Dating and finding the 'one' seems like a never-ending search that drains us from energy and the lust to even continue. I'm laying in my bed at home and exploring the internet, and while I'm doing so, I fall over John Gray's 5 steps dating guidelines. He wrote 'Men are from mars, women are from Venus’ 20 years ago and his book ’Mars and Venus on a date’ is still very accurate.
This is the first step when you meet someone for the first time. We find ourselves being attracted and hoping that the feelings in this step are mutual. We are attracted to the first impression and the physical of our potential partner.
At this stage the thoughts of being uncertain about our feelings towards our partner are replacing our feelings of being attracted to the person. You will question your partner by questioning if this is the right person for you, does he even live up to the person I picture myself be with? Does he even want to be with me? At this stage is becomes easy for the man to jump from partner to partner, and the women to invest more into the relationship than what he is willing to invest. Will the grass be greener on the other side?

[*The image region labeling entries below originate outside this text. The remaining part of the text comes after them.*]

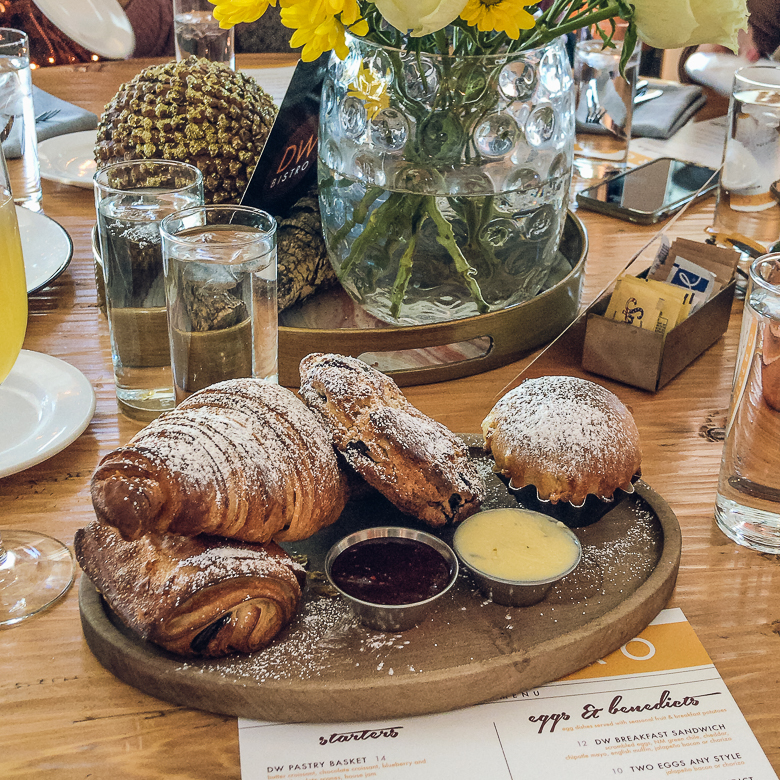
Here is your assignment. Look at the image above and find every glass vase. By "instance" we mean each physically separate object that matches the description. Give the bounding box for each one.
[318,37,574,324]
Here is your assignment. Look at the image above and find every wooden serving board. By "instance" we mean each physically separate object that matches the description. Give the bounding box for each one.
[79,436,682,722]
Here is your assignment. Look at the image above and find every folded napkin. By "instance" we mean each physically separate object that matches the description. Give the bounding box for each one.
[3,86,97,160]
[631,84,707,140]
[576,82,707,139]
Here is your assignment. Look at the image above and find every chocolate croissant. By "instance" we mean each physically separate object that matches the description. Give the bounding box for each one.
[74,520,304,658]
[91,379,347,544]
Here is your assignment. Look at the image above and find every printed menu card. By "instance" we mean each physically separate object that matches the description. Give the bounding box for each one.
[238,609,777,780]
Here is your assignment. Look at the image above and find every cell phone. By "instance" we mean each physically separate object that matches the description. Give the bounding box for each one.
[577,157,718,225]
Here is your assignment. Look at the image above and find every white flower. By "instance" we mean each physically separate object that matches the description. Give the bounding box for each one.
[374,0,466,38]
[631,0,748,51]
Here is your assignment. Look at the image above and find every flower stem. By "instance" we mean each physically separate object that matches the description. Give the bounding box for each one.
[423,195,489,314]
[332,187,384,246]
[390,203,427,319]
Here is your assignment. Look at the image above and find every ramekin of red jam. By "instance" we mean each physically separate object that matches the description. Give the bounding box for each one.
[325,526,458,631]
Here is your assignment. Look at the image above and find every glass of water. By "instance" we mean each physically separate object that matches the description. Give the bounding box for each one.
[94,160,203,422]
[173,0,236,70]
[715,64,780,244]
[0,27,41,211]
[160,206,278,403]
[715,254,780,554]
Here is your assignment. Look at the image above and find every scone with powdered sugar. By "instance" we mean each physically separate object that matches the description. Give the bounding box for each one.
[300,353,485,526]
[482,376,642,506]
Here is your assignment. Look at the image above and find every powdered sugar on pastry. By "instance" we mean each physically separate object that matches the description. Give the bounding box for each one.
[92,379,346,543]
[482,376,641,505]
[300,353,485,526]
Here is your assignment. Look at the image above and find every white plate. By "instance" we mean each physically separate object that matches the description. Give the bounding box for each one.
[33,0,135,60]
[16,206,73,293]
[241,65,295,106]
[38,130,97,190]
[0,349,95,477]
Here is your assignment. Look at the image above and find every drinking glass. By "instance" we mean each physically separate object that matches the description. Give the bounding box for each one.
[574,27,640,180]
[0,142,74,626]
[160,206,278,403]
[95,160,203,422]
[0,27,41,211]
[173,0,236,70]
[715,253,780,554]
[715,65,780,244]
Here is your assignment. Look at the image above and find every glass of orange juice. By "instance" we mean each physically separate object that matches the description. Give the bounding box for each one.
[0,142,73,626]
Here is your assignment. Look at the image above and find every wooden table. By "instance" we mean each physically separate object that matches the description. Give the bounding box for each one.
[0,55,780,780]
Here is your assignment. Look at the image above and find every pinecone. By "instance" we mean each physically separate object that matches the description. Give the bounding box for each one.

At this stage both partners have taken the decision of continuing the relationship and to commit. This creates a mutually loving and romantic relationship between the two and a sense of security.
At this point real intimacy is being explored and we put our guards down. The partners will start to explore each others sexuality and intimacy.
The last step is the last stage of the relationship were you have committed to your partner and a lifelong relationship can be built.
Today the relationship often starts at step 1, jumps to step 4, back to step 2 and step 3 is at this point completely out of the picture. John Gray stated that every step has to go naturally and not rushed, in order the build a strong foundation and lasting relationship. How many times has it not happened that you meet someone and then took an intimate step, looked back and regretting the action, since the action has taken away the exclusivity, leaving the relationship with a shitty vibe that actually could have become something much bigger. I personally find Gray’s 5 steps so accurate. It is so important to get to know your partner before taking the step of becoming intimate. In my opinion you cant give the entire map of how you work and your body at once, but small hits and leads will make the relationship interesting and not so rushed. Furthermore, when reaching the intimacy step, the attraction and eager to ’have’ you will be much more, because your partner has developed genuine feelings towards you. And so have to you.
Hahaha while writing this i started to laugh to myself. I think that it is sort of ironic that i have all these opinions but still, i have not been taken out on a date date. I often hear that going on dates are still happen, but here hahaha dates never really happen. It is so sad.